Cette recherche a permis de rendre compte de l’expérience de déshumanisation qu’est la pauvreté. Il ressort de l’analyse du corpus d’entrevues que le diktat de la nécessité s’exprime sous la forme d’impératifs économiques et normatifs. La construction idéaltypique présente quatre logiques d’action qui permettent de mieux comprendre les choix des personnes en situation d’insécurité alimentaire. Toutefois, il serait hasardeux de généraliser les résultats de cette enquête au-delà de l’échantillon étudié en raison des limites méthodologiques de cette recherche.

La première limite est attribuable au mode d’échantillonnage et à la taille de l’échantillon. N'ayant recruté que seize personnes de manière non probabiliste, certains profils d’individus sont peu ou pas représentés. Pour cette raison, il a été impossible de déterminer si les logiques d’action sont influencées par les caractéristiques socioéconomiques et culturelles des participant.e.s.

La seconde limite touche la stratégie employée pour le recrutement qui s’est fait exclusivement au sein d’organismes d’aide alimentaire. Pour cette raison, il a été impossible d’étudier la manière dont les personnes qui n’y ont pas recours utilisent les stratégies d’adaptation.

La troisième limite concerne les critères de participation à l’étude. Afin que les personnes recrutées soient familières avec l’aide alimentaire, elles devaient y avoir eu recours au moins trois fois. Or, le sentiment de honte tend à s’atténuer lorsque l’assistance se prolonge (Sabourin, Hurtubise et Lacourse, 2000), ce qui explique sa quasi-absence lors des entrevues.

En raison des limites rencontrées, il serait souhaitable de mener d’autres recherches pour identifier les caractéristiques socioéconomiques susceptibles d’expliquer les préférences des participant.es pour une logique plutôt qu’une autre.
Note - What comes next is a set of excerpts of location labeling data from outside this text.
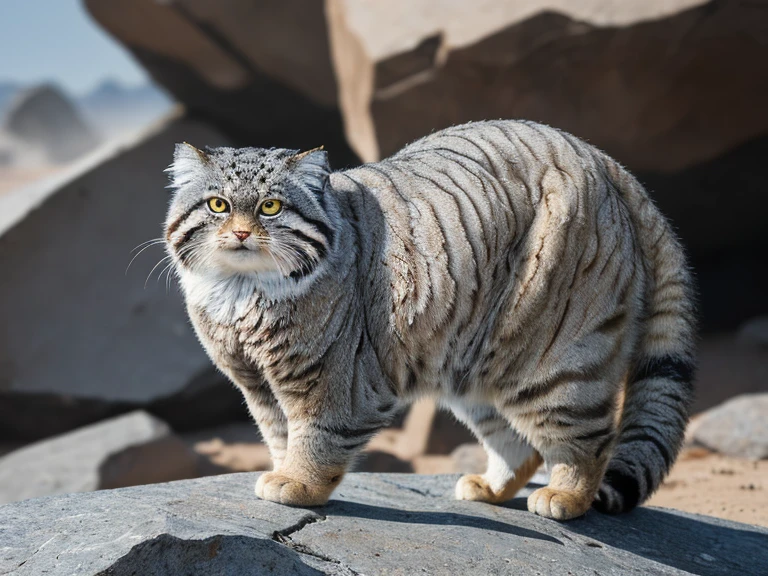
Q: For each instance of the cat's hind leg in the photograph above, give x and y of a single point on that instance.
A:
(511, 460)
(574, 431)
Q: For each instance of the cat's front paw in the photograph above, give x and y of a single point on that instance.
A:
(279, 488)
(558, 504)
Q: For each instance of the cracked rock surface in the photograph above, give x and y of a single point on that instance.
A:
(374, 524)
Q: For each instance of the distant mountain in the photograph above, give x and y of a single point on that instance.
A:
(113, 108)
(8, 91)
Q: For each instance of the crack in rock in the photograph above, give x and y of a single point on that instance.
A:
(284, 537)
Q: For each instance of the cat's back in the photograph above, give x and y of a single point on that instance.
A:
(489, 167)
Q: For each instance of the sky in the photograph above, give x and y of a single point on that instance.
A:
(57, 40)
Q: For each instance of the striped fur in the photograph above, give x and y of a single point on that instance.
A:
(511, 270)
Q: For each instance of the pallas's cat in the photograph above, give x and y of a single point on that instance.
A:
(510, 270)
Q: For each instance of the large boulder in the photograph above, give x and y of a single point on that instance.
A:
(672, 89)
(82, 339)
(44, 118)
(129, 450)
(375, 524)
(738, 427)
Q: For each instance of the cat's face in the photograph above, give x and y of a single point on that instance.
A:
(249, 212)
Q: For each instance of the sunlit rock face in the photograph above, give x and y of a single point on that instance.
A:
(675, 90)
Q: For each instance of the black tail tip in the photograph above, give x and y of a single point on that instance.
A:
(620, 492)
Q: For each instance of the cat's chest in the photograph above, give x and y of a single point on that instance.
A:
(254, 341)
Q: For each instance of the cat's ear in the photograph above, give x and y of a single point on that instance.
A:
(312, 167)
(190, 165)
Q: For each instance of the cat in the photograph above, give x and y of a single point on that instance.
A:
(510, 270)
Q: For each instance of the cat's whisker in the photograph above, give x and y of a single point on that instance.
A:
(150, 241)
(155, 242)
(155, 268)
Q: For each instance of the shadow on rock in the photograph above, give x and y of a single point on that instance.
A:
(691, 544)
(168, 555)
(384, 514)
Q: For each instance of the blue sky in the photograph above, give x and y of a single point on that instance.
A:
(44, 40)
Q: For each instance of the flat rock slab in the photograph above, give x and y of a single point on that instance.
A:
(375, 524)
(128, 450)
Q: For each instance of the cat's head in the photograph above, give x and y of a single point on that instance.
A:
(249, 211)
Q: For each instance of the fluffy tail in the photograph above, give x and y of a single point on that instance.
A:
(659, 392)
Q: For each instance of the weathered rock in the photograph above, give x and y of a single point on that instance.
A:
(129, 450)
(377, 461)
(755, 331)
(728, 366)
(375, 524)
(669, 88)
(235, 447)
(739, 427)
(44, 118)
(82, 339)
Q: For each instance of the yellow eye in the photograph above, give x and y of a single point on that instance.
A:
(218, 205)
(271, 207)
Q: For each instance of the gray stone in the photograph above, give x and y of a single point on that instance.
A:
(739, 427)
(129, 450)
(84, 339)
(755, 331)
(669, 88)
(375, 524)
(44, 118)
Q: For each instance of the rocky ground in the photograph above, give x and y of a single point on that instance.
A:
(375, 524)
(704, 482)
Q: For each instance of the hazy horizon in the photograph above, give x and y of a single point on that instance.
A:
(56, 41)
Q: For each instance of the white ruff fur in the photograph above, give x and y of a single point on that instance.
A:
(226, 298)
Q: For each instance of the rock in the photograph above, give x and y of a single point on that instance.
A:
(375, 524)
(755, 331)
(235, 447)
(739, 427)
(470, 459)
(728, 366)
(668, 88)
(83, 339)
(377, 461)
(44, 118)
(129, 450)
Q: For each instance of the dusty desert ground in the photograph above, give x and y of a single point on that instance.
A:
(707, 483)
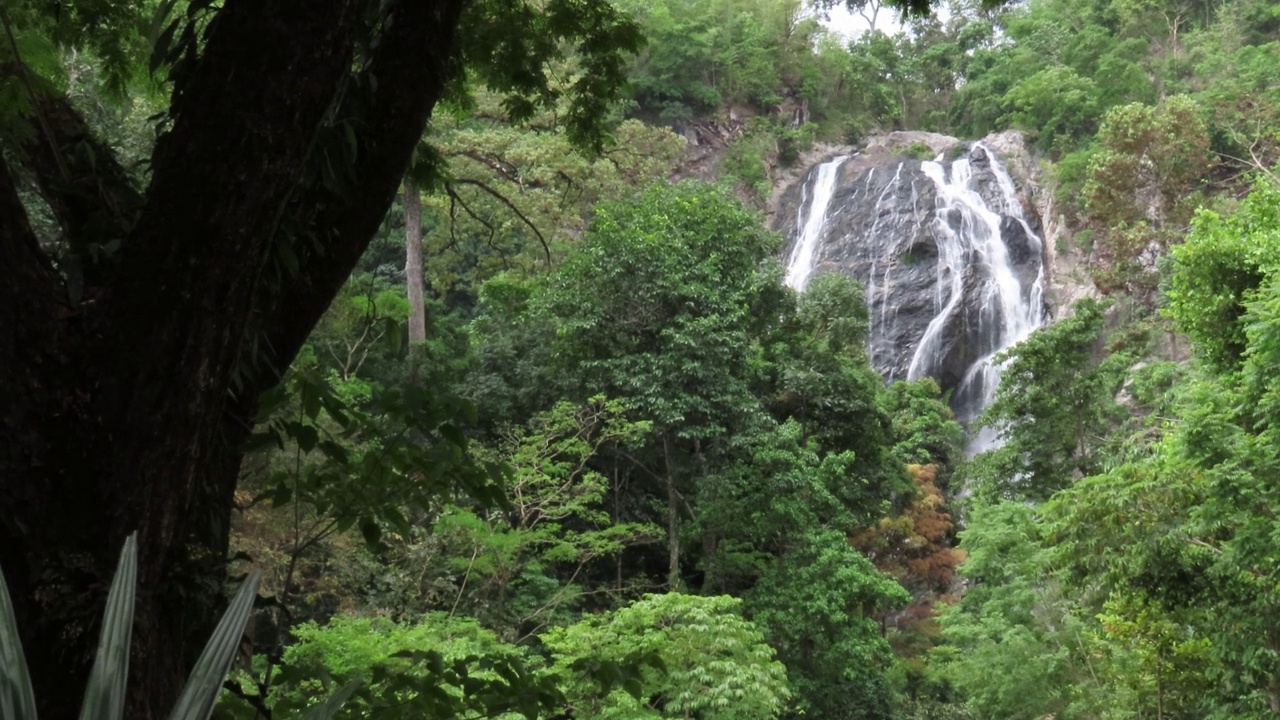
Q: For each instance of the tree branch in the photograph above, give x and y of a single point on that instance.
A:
(511, 205)
(412, 62)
Une telle recherche permettrait d’accroître les connaissances et d’amener des pistes de réflexion pour l’intervention auprès des personnes en situation d’insécurité alimentaire.

Conclusion

Cette étude a révélé que les gens doivent composer avec des contraintes économiques et normatives sur lesquelles ils n’ont aucun contrôle. Toutefois, leurs actions ne sont pas exclusivement régies par elles. En effet, la construction idéaltypique a mis en évidence que les personnes en situation d’insécurité alimentaire orientent leurs actions de manière à résister aux injonctions du diktat de la nécessité. Par conséquent, la pauvreté ne doit pas être considérée comme un état de besoin constant débouchant sur une déshumanisation, mais comme un état de négociation dans lequel les agents doivent déterminer ce qui est nécessaire et les moyens légitimes pour y arriver. Ce constat empirique a une incidence théorique, car pour pleinement rendre compte de ces phénomènes, il faut les étudier de manière multiparadigmatique, c’est-à-dire en combinant les approches holistes et individualistes.